Когда аккуратно одетый в новую форму и подтянутый Роман вошел в уже знакомый ему кабинет и отрапортовал о своем прибытии, Блюхер представил его Постышеву:

— Это, Павел Петрович, тот самый Улыбин, о котором шла речь.

Слегка сутуловатый и неулыбчивый Постышев, одетый в грубошерстную гимнастерку и солдатские сапоги, легко поднялся со стула. Энергично пожимая Роману руку, он с твердым выговором на «о» сказал:

— Мое почтенье, товарищ Улыбин! Я воображал тебя с бородой до пояса, а ты еще совсем молодой человек! Сколько тебе лет?

— Да уже немало, товарищ Постышев. Скоро двадцать семь стукнет, — проникаясь симпатией к этому угловатому и простому в обращении человеку, весело отвечал Роман. Он знал, что Постышев тоже был партизаном, командовал на нижнем Амуре Первым Тунгусским партизанским полком.

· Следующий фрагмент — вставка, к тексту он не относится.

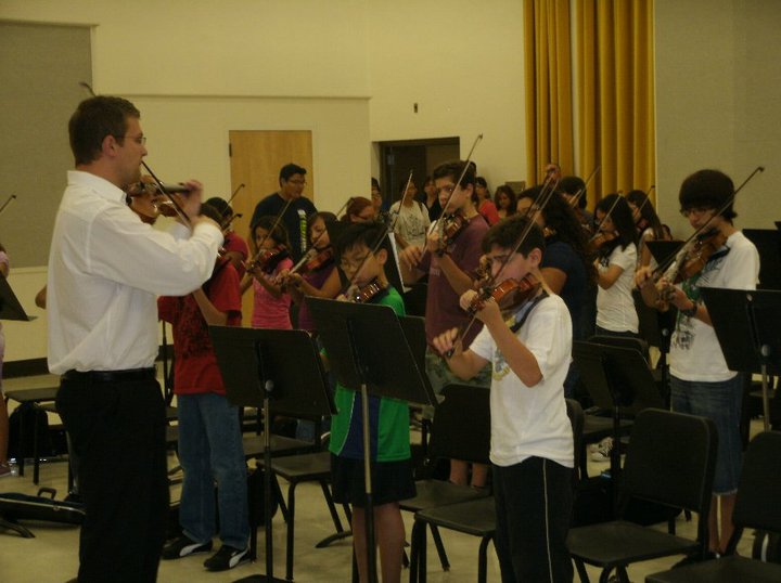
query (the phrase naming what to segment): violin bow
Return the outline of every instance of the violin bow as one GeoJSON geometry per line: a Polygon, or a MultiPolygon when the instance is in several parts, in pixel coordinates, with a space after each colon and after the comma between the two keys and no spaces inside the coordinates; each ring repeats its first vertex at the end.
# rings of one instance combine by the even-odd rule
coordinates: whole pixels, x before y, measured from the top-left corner
{"type": "Polygon", "coordinates": [[[610,216],[613,213],[613,210],[615,209],[616,205],[618,204],[618,200],[620,200],[622,198],[624,198],[624,197],[620,195],[620,193],[616,193],[616,199],[613,200],[613,204],[612,204],[611,207],[607,209],[607,212],[605,212],[605,216],[602,217],[602,220],[601,220],[601,221],[599,222],[599,224],[597,225],[597,232],[596,232],[594,235],[589,239],[589,243],[591,243],[591,242],[593,242],[593,241],[597,239],[597,237],[599,236],[599,234],[602,232],[602,225],[603,225],[604,222],[607,220],[607,217],[610,217],[610,216]]]}
{"type": "Polygon", "coordinates": [[[0,207],[0,215],[2,215],[3,212],[5,212],[5,209],[7,209],[8,206],[11,204],[11,200],[16,200],[16,195],[15,195],[15,194],[9,195],[9,197],[8,197],[8,198],[5,199],[5,202],[2,204],[2,206],[0,207]]]}
{"type": "Polygon", "coordinates": [[[571,206],[571,207],[573,207],[573,208],[577,207],[578,203],[580,202],[580,197],[586,193],[586,189],[588,189],[588,185],[591,183],[591,180],[593,179],[593,177],[597,176],[597,172],[600,171],[600,168],[602,168],[602,167],[601,167],[601,166],[597,166],[593,170],[591,170],[591,173],[590,173],[589,177],[586,179],[586,182],[584,182],[584,185],[580,186],[580,189],[578,190],[578,192],[576,192],[576,193],[573,195],[573,197],[569,199],[569,206],[571,206]]]}

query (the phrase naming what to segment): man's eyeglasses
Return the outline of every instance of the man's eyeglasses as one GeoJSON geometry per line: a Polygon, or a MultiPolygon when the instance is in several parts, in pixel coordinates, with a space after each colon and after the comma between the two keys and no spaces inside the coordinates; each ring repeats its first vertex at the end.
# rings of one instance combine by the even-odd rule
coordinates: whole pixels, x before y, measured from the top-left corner
{"type": "Polygon", "coordinates": [[[691,207],[691,208],[682,208],[681,215],[683,215],[683,217],[686,217],[688,219],[691,215],[703,215],[705,212],[713,212],[713,211],[714,211],[714,209],[710,207],[691,207]]]}
{"type": "Polygon", "coordinates": [[[146,143],[146,137],[143,134],[141,134],[141,135],[121,135],[123,140],[125,138],[129,138],[130,140],[132,140],[133,142],[136,142],[139,145],[144,145],[146,143]]]}

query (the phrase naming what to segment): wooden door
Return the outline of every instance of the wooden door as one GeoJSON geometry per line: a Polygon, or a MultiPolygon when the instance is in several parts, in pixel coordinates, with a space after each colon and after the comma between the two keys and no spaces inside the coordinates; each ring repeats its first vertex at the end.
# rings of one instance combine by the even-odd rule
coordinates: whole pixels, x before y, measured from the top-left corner
{"type": "MultiPolygon", "coordinates": [[[[229,140],[231,192],[244,184],[231,203],[234,212],[242,215],[233,221],[233,229],[241,236],[247,238],[249,221],[258,202],[279,190],[279,171],[285,164],[306,168],[304,196],[315,200],[311,131],[231,130],[229,140]]],[[[244,326],[249,326],[252,308],[253,293],[248,289],[242,298],[244,326]]]]}

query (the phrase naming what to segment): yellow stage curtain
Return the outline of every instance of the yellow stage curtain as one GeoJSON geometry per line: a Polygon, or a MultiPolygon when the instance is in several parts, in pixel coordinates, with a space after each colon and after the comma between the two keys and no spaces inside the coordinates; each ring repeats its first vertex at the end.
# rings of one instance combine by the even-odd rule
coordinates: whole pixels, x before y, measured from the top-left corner
{"type": "Polygon", "coordinates": [[[569,0],[525,0],[528,184],[549,161],[574,172],[569,0]]]}
{"type": "MultiPolygon", "coordinates": [[[[578,167],[589,207],[617,191],[648,191],[656,174],[653,0],[578,0],[578,167]]],[[[653,199],[653,195],[652,195],[653,199]]]]}

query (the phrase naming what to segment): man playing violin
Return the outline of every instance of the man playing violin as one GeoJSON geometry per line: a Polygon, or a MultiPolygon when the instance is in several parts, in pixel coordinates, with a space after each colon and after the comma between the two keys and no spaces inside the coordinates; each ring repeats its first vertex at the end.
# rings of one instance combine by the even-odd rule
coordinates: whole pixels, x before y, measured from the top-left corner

— А сколько лет воевал? — разглядывая Романа теплыми и большими, глубоко запавшими глазами, продолжал свои расспросы Постышев. Красноватое от зимнего загара, до худобы отточенное нелегкой жизнью лицо его было спокойным и серьезно-внимательным.

— Три года, — так же деловито и серьезно отвечал Роман.

— Слыхал что-нибудь про барона Унгерна?

— Не только слыхал. Довелось и повоевать с ним.

— Бегал, поди, от него?

— Всяко бывало, товарищ Постышев! Случалось, и он от нас улепетывал. Он любил врасплох наскакивать. Налетит, подымет панику, а потом бьет в хвост и в гриву. Но если не прозеваешь, а дашь ему по зубам — на сто верст без оглядки отскакивает.

— Плохо, что вы его не добили, дорогой товарищ. Придется ехать добивать. Впрочем, пусть тебе скажет об этом сам товарищ главком, — кивнул Постышев на Блюхера, с рассеянным видом слушавшего их.

Тот отодвинул в сторону лежавшие перед ним серебряные карманные часы, мягко и устало улыбнулся. У него в этот ветреный день невыносимо болела раненная на германской войне нога. Осторожно пошевеливая, он вытянул ее под столом и сказал:

— Пришлось, товарищ Улыбин, потревожить вас раньше времени. Учиться вам пока не придется. Вы, конечно, знаете, что Унгерн ушел в Монголию. Теперь он там — бог и царь. Сам Богдо-хан пляшет под его дудку. У Унгерна сейчас до пятнадцати тысяч войска. По данным разведки, он вот-вот двинет их к нашим границам. Главный удар, как мы предполагаем, нанесет в районе Кяхты. Мы недавно перебросили туда Сретенскую бригаду. В состав ее вошел и тот полк, командиром которого вы были. После им командовал товарищ Аркадьев. Но на днях его свалил сыпной тиф. Придется вам спешно выехать в Кяхту и принять полк. Когда сможете выехать?

— Хоть сегодня, если будет поезд.

— Поезд будет. Доедешь до Верхнеудинска, получишь в свое распоряжение коня к ординарца. А там знай скачи. Одним словом, рад, товарищ Улыбин, вашему согласию. Надеюсь, оправдаете доверие Реввоенсовета республики. Сейчас получите приказ о назначении.